Deep Learning for Fast and Spatially Constrained Tissue Quantification From Highly Accelerated Data in Magnetic Resonance Fingerprinting.

出版信息

IEEE Trans Med Imaging. 2019 Oct;38(10):2364-2374. doi: 10.1109/TMI.2019.2899328. Epub 2019 Feb 13.

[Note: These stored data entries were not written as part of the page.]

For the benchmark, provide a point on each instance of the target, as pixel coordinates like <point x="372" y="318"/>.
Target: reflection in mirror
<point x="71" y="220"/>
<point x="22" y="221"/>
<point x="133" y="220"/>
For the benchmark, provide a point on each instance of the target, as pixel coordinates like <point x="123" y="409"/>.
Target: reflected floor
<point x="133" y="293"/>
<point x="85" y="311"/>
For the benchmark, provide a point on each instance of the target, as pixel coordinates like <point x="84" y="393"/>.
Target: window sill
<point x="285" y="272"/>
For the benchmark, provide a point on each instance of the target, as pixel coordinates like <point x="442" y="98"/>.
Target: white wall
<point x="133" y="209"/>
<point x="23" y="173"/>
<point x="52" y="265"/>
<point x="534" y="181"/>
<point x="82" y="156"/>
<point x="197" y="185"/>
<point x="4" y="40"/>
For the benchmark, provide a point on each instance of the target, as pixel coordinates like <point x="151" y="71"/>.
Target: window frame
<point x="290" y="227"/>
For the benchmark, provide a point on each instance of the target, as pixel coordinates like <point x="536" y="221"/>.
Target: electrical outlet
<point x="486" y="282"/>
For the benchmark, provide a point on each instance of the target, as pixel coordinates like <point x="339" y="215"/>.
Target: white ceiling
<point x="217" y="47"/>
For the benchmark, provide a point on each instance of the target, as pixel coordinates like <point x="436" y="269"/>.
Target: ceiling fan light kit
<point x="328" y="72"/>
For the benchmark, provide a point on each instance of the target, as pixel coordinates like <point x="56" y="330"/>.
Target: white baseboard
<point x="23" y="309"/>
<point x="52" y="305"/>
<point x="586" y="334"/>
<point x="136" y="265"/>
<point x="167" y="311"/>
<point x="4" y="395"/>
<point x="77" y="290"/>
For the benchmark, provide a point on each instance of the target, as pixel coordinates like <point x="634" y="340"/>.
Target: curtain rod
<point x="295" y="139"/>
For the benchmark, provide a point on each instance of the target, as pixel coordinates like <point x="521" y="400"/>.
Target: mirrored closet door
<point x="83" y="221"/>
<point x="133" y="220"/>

DOI:10.1109/TMI.2019.2899328
PMID:30762540
原文链接:https://pmc.ncbi.nlm.nih.gov/articles/PMC6692257/
Abstract

Magnetic resonance fingerprinting (MRF) is a quantitative imaging technique that can simultaneously measure multiple important tissue properties of human body. Although MRF has demonstrated improved scan efficiency as compared to conventional techniques, further acceleration is still desired for translation into routine clinical practice. The purpose of this paper is to accelerate MRF acquisition by developing a new tissue quantification method for MRF that allows accurate quantification with fewer sampling data. Most of the existing approaches use the MRF signal evolution at each individual pixel to estimate tissue properties, without considering the spatial association among neighboring pixels. In this paper, we propose a spatially constrained quantification method that uses the signals at multiple neighboring pixels to better estimate tissue properties at the central pixel. Specifically, we design a unique two-step deep learning model that learns the mapping from the observed signals to the desired properties for tissue quantification, i.e.: 1) with a feature extraction module for reducing the dimension of signals by extracting a low-dimensional feature vector from the high-dimensional signal evolution and 2) a spatially constrained quantification module for exploiting the spatial information from the extracted feature maps to generate the final tissue property map. A corresponding two-step training strategy is developed for network training. The proposed method is tested on highly undersampled MRF data acquired from human brains. Experimental results demonstrate that our method can achieve accurate quantification for T1 and T2 relaxation times by using only 1/4 time points of the original sequence (i.e., four times of acceleration for MRF acquisition).

摘要

磁共振指纹成像(MRF)是一种定量成像技术,可同时测量人体的多种重要组织特性。尽管与传统技术相比,MRF 已经证明了扫描效率的提高,但为了将其转化为常规临床实践,仍然需要进一步加速。本文的目的是通过开发一种新的 MRF 组织量化方法来加速 MRF 的采集,该方法允许使用更少的采样数据进行准确的量化。大多数现有的方法都使用每个像素的 MRF 信号演化来估计组织特性,而不考虑相邻像素之间的空间关联。在本文中,我们提出了一种空间约束量化方法,该方法使用多个相邻像素的信号来更好地估计中心像素处的组织特性。具体来说,我们设计了一个独特的两步深度学习模型,该模型从观察到的信号学习到所需的组织特性的映射,即:1)使用特征提取模块,通过从高维信号演化中提取低维特征向量来降低信号的维度,2)空间约束量化模块,用于从提取的特征图中利用空间信息生成最终的组织属性图。为网络训练开发了相应的两步训练策略。该方法在从人脑采集的高度欠采样的 MRF 数据上进行了测试。实验结果表明,我们的方法仅使用原始序列的四分之一时间点(即 MRF 采集的四倍加速)即可实现 T1 和 T2 弛豫时间的精确量化。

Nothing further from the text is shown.